Sipko v. Koger, Inc., ___ N.J. ___ (2022). This is the second time that this intra-family business divorce case came before the Supreme Court. The first iteration, which dates back to 2013, was discussed here. Today’s decision, written by Justice Pierre-Louis for a 5-0 Supreme Court (Justice Patterson recused in this case), addressed whether a marketability discount should have been applied in valuing plaintiff’s interest in the businesses. A marketability discount, Justice Pierre-Louis explained, “reflect[s] the decreased worth of shares of stock in a closely held corporation, for which there is no readily available market” (quoting Balsamides v. Protameen Chemicals, Inc., 160 N.J. 352, 377 (1999)). The trial court denied a marketability discount, but the Appellate Division reversed and required one. The Supreme Court reversed that ruling and restored the trial court’s result.
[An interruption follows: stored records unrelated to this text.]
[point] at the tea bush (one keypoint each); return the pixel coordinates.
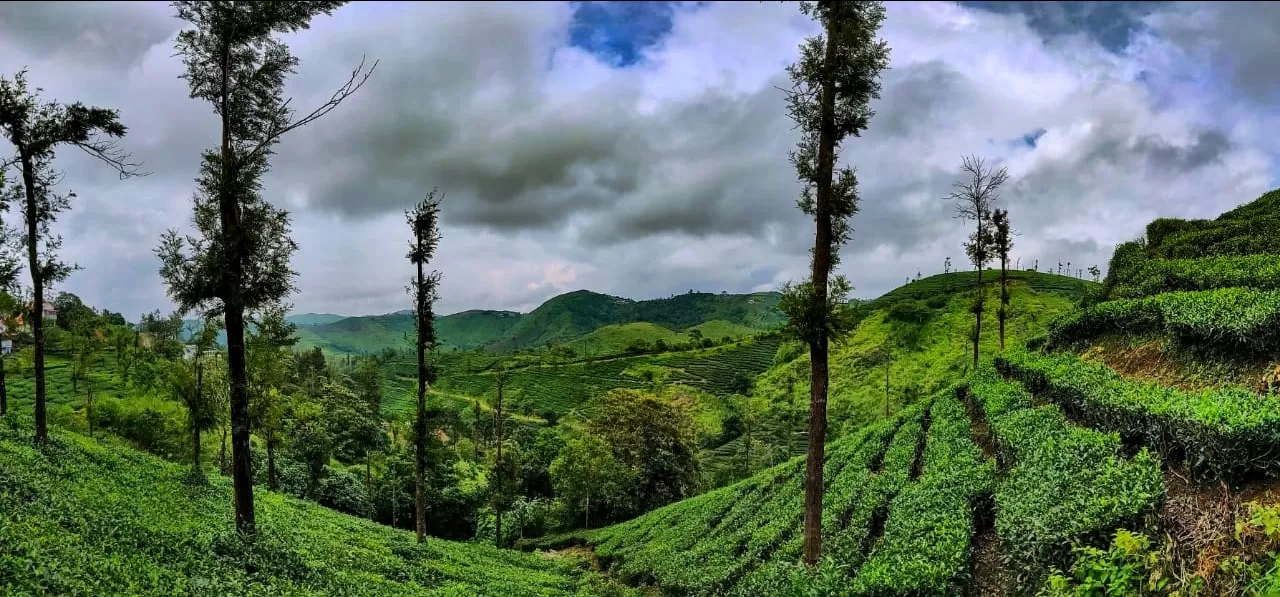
(926, 546)
(1065, 483)
(1157, 276)
(81, 518)
(1219, 433)
(1229, 318)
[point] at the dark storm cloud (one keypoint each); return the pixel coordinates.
(1237, 40)
(109, 33)
(1110, 23)
(1207, 149)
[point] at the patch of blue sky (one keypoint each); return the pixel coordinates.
(618, 32)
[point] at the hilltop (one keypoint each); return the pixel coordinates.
(1129, 446)
(561, 319)
(83, 518)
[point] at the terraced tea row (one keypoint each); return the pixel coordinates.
(883, 531)
(745, 538)
(1217, 433)
(81, 518)
(560, 388)
(1150, 277)
(1063, 484)
(1228, 318)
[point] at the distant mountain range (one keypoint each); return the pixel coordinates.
(565, 318)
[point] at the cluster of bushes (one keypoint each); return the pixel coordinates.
(1157, 276)
(1065, 484)
(1226, 318)
(1219, 433)
(927, 537)
(745, 538)
(152, 533)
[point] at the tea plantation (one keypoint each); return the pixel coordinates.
(83, 518)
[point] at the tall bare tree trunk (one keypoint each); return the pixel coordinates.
(4, 388)
(497, 528)
(233, 302)
(887, 364)
(821, 272)
(222, 456)
(978, 308)
(420, 418)
(37, 299)
(242, 463)
(1004, 299)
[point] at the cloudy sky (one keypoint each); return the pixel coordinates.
(639, 149)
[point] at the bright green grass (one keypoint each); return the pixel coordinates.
(1065, 484)
(720, 328)
(80, 518)
(942, 358)
(615, 340)
(744, 538)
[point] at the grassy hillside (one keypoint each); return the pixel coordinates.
(908, 507)
(1178, 354)
(579, 313)
(81, 518)
(561, 319)
(310, 319)
(926, 324)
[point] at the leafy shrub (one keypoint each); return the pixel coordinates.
(1153, 277)
(1219, 433)
(1128, 566)
(80, 518)
(1229, 318)
(926, 543)
(1065, 483)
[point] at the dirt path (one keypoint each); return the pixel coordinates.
(990, 577)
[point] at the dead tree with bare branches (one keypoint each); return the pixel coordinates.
(974, 200)
(241, 259)
(35, 130)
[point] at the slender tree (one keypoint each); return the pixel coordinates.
(35, 130)
(424, 223)
(241, 259)
(499, 384)
(10, 265)
(974, 200)
(835, 81)
(1004, 242)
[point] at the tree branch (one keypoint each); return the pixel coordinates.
(110, 154)
(357, 80)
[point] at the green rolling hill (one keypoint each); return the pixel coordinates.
(565, 319)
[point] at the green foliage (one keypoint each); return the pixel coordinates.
(1219, 433)
(85, 519)
(745, 538)
(1226, 318)
(652, 437)
(926, 543)
(1129, 565)
(807, 315)
(585, 470)
(558, 388)
(1065, 484)
(937, 360)
(572, 318)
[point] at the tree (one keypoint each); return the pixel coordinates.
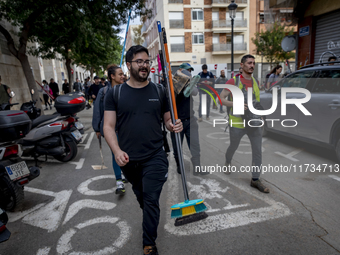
(138, 38)
(268, 44)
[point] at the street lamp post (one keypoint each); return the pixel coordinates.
(232, 13)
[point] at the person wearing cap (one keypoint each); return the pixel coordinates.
(95, 87)
(206, 77)
(186, 112)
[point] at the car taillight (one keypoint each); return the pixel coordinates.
(77, 100)
(11, 150)
(2, 228)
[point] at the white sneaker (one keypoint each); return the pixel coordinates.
(124, 179)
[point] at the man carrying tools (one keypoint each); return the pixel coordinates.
(136, 108)
(237, 130)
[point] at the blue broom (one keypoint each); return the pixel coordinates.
(189, 210)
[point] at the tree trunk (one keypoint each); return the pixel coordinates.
(22, 57)
(26, 67)
(69, 73)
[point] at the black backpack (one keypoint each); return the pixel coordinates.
(161, 94)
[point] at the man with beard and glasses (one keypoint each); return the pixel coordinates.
(135, 109)
(236, 123)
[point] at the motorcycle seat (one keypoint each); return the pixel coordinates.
(41, 119)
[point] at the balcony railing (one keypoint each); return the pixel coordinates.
(228, 1)
(227, 23)
(176, 23)
(178, 47)
(227, 47)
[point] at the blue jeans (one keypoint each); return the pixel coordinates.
(255, 137)
(116, 168)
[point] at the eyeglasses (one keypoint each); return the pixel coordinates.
(141, 62)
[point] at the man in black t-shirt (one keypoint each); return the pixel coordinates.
(136, 110)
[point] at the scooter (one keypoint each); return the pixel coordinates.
(4, 232)
(52, 135)
(14, 172)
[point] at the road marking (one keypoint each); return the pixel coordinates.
(87, 203)
(44, 251)
(228, 220)
(79, 164)
(88, 144)
(49, 216)
(64, 245)
(289, 155)
(18, 215)
(84, 189)
(334, 177)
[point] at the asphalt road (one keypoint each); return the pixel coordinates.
(72, 209)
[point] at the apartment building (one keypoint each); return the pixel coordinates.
(198, 32)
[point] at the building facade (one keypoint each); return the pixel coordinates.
(198, 32)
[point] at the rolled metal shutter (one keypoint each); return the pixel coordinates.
(327, 35)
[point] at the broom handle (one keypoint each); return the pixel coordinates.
(173, 108)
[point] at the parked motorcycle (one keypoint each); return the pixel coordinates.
(4, 232)
(56, 135)
(14, 173)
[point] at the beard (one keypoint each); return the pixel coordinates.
(140, 77)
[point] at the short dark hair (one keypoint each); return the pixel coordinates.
(331, 57)
(111, 69)
(133, 51)
(245, 57)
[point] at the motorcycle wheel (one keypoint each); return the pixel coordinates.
(11, 194)
(70, 152)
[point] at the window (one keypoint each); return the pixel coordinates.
(197, 38)
(298, 80)
(215, 16)
(328, 82)
(176, 15)
(197, 14)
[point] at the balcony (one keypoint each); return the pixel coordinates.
(220, 49)
(225, 3)
(176, 23)
(178, 47)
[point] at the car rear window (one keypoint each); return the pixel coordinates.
(328, 81)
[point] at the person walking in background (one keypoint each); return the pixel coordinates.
(221, 80)
(209, 78)
(274, 76)
(55, 88)
(238, 129)
(94, 89)
(116, 76)
(45, 96)
(77, 86)
(66, 87)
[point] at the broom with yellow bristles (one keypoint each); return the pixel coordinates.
(189, 210)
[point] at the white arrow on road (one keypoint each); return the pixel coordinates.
(49, 216)
(87, 203)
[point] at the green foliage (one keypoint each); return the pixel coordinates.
(138, 38)
(268, 44)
Again quoting Balsamides, Justice Pierre-Louis said that “[d]epending on the facts, we have held that fairness and equity can compel the decision to apply such a discount, or not. Stated differently, ‘[a]pplication of the equities . . . [can] dictate[] opposite results.’” In short, there can be no bright line rule, but “[t]he guiding principle in such cases is that a marketability discount cannot be used unfairly by the parties whose misconduct and bad faith caused the corporate split to benefit themselves to the detriment of the injured parties.”

Here, the Court concluded, “the many instances in which defendants took deliberate steps to prevent Robert [plaintiff] from recovering any value he might achieve throughout the course of litigation” called for the denial of defendants’ demand for a marketability discount. Justice Pierre-Louis reviewed in detail a number of wrongful actions by defendants. She then concluded:

“Defendants’ bad-faith behavior throughout this 15-year litigation occurred for the specific and obvious purpose of preventing Robert from being fairly compensated for his interests. Defendants now ask the Court, after acting unfairly at almost every turn, to apply a doctrine rooted in fairness to relieve them of their responsibility to buyout Robert for the amount determined by the trial court. We decline to do so. If ever there was an instance in which equity did not fall in a party’s favor, it is this case” (emphasis by Justice Pierre-Louis).

The Appellate Division erred in not according deference to the decision of the trial court, “particularly because the trial judge handled this matter for over a decade, presided over the bench trial, heard testimony, asked questions, and had, by far, the best feel for the case.” Accordingly, the Court reinstated the trial court’s decision.